USADA chief executive Travis Tygart claimed WADA promises of reform have been unfulfilled ©Getty Images

United States Anti-Doping Agency (USADA) chief executive Travis Tygart has claimed the United States Office of National Drug Control Policy (ONDCP) report on the World Anti-Doping Agency (WADA) paints a "realistic, non-political picture" as the dispute between the organisations continues to escalate.

The ONDCP last month threatened to pull its funding of WADA unless the international body undergoes major reform.

In a report to the US Congress, the ONDCP questioned whether the country's investment was "value for money" and that it expected WADA to "operate in a transparent, accountable and independent manner".

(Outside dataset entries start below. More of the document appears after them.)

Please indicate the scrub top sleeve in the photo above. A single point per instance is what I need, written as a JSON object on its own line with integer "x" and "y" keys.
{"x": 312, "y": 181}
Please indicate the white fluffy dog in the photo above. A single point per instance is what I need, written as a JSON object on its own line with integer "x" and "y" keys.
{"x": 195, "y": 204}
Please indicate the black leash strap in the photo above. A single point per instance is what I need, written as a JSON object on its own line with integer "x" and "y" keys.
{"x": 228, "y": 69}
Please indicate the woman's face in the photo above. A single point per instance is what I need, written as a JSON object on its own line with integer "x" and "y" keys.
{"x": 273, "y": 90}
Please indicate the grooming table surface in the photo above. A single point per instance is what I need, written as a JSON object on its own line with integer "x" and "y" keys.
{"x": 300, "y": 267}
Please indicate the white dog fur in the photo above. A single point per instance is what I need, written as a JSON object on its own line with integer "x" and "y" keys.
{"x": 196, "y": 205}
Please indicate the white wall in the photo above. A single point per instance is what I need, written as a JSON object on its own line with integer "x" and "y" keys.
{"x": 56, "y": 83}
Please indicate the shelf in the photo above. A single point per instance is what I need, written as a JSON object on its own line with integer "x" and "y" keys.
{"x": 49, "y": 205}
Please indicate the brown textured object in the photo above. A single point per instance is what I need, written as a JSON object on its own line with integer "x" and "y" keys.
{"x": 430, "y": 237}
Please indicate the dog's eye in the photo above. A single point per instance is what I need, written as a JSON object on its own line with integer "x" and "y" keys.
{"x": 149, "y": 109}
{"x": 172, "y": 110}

Doubts were expressed over WADA's "independence" and its capacity to "firmly, effectively, and in a timely manner, enforce compliance with the code, hold major countries accountable under the rules and uphold the expectations of clean athletes".

The US has asked for greater American representation within WADA, given its $2.7 million (£2.17 million/€2.39 million) a year funding contribution.

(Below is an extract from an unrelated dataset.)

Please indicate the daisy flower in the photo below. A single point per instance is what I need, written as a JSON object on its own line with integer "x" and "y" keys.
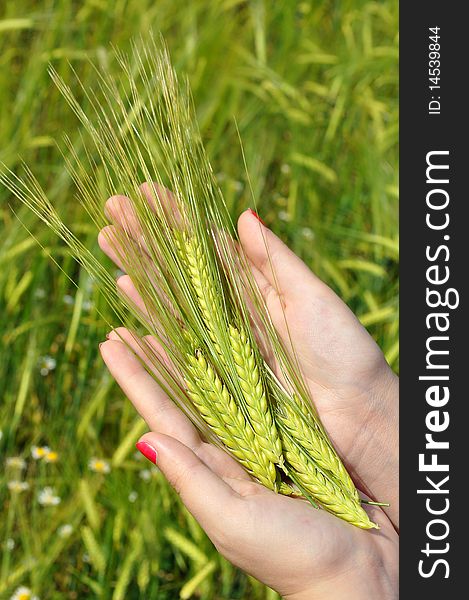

The ONDCP also criticised the country's lack of representation on WADA governing boards and committees, when compared to its financial contribution.

As well as calling for more independent athletes and anti-doping stakeholders on its committees and decision-making bodies, the ONDCP has also urged WADA to be "free from undue influence by sports organisations with a direct financial interest in its decisions".

The WADA hit back at the report which it said was written "without due regard for the facts or context and with the clear intention to discredit WADA", adding that it contained "multiple inaccuracies, misconceptions and falsehoods".

WADA President Witold Bańka also questioned the motivation of the report, with the official suggesting it was an "attempt by USADA to raise more funds for its activities at the expense of WADA".

WADA President Witold Bańka questioned the motivation of the ONDCP report last week ©Getty Images
WADA President Witold Bańka questioned the motivation of the ONDCP report last week ©Getty Images

Bańka claimed USADA had been "heavily consulted" in the drafting of the report and said he had the impression "USADA would like to take control of the global anti-doping system".

The increasingly public war of words has continued, with Tygart remaining supportive of the findings of the ONDCP report.

He suggested WADA would retaliate by throwing the US out of the watchdog should the country halt its funding, with the American claiming the country's lack of representation on the WADA Executive Committee meant "it's not going to matter".

"The ONDCP asked for athletes to be given a voice, independence at the table with the removal of sports federations from the governance side, and then fair representation," Tygart told Agence France-Presse.

"What's great is that the United States is clearly serious about reform and is willing to seek authority from Congress to withhold the money.

"That would have a devastating impact on WADA, nobody wants that to happen.

"But the promises of reform have been unfulfilled.

"Athletes are frustrated and Governments who are paying attention are frustrated.

"We want a strong independent WADA.

"But WADA made it clear in its response that they're going to retaliate if the money stops and they're going to kick the US out of WADA.

"At the end of the day, the US doesn't have a seat on the Executive Committee so it's not going to matter.

"We hope they don't do something else to us such as open up a non-compliance claim.

"But there's no real loss because we don't have representation as things stand today."

The US has been a vocal critic of WADA's handling of the Russian doping scandal, while Tygart also suggested the crisis at the International Weightlifting Federation painted the picture of a "failed system".

The US and WADA have also clashed repeatedly over the former's attempts to pass the Rodchenkov Act into American law.

The Act could enable fines of up to $1 million (£800,000/€900,000) and prison sentences of up to 10 years for those who participate in schemes designed to influence international sports competitions through doping.

Individual athletes who get caught doping would not be subject to punishment under the law.

WADA has claimed the law could undermine the anti-doping system by creating overlapping laws in different jurisdictions, while the organisation has repeatedly highlighted that it would exclude professional leagues and all college sport in the US.